No artigo publicado no Novo Jornal com o título “Todos com pressa”, falo da banalização da morte do fotógrafo suíço René Robert, 84 anos, que escorregou em uma rua de Paris, no dia 19 de janeiro, bateu a cabeça, ficou nove horas no chão gelado da Cidade Luz.
Em uma de minhas ida à Paris hospedei-me em um hotel próximo ao local em que René Robert perdeu a vida. Conheço a região, o que me tornou mais próximo do ocorrido. Havia contado essa triste história antes, como o tema do descaso com a vida humana é universal, narro agora a mesma história do outro lado do Atlântico.
Como um Forrest Gump, em andanças pelo mundo, conectei pessoas e fui conectado por elas, sigo contando e ouvindo histórias, sempre com gratidão ao bom e maravilhoso Deus por colocar pessoas gentis, generosas, prestativas e facilitadoras em meu caminho, como Francisco Brandão, que abrem as portas certas por onde passo.

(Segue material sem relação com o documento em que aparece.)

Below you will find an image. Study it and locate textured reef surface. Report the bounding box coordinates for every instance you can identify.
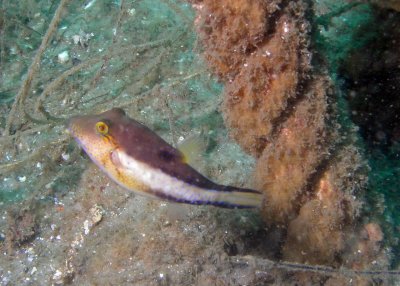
[0,0,400,285]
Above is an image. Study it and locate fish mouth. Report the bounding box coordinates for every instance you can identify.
[65,117,78,137]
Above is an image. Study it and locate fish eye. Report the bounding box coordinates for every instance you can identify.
[96,121,108,135]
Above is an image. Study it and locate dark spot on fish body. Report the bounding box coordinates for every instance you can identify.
[157,148,177,163]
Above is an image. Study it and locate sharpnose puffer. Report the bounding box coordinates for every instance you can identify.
[68,108,263,208]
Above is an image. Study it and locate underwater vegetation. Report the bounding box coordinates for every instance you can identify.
[0,0,400,285]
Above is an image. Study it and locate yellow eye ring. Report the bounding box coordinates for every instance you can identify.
[96,121,108,135]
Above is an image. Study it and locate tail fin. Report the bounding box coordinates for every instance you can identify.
[210,187,264,208]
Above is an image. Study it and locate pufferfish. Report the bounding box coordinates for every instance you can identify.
[68,108,263,208]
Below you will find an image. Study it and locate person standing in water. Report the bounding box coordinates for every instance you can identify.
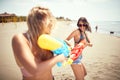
[66,17,92,80]
[12,6,65,80]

Desde o início da pandemia do coronavírus, há dois anos, estou em casa, na Ilha do Amor, sem viajar. Agora, são as palavras escritas que alçaram voo, atravessaram o Atlântico. Saber que pessoas de outro continente, bem distante, estão manuseando um exemplar do Novo Jornal, lendo o que escrevi, alegra o meu coração. Sinto que valeu a pena minha teimosia e persistência; sigo aprendendo a colar as palavras, torcendo que façam sentido, na esperança de que o leitor goste.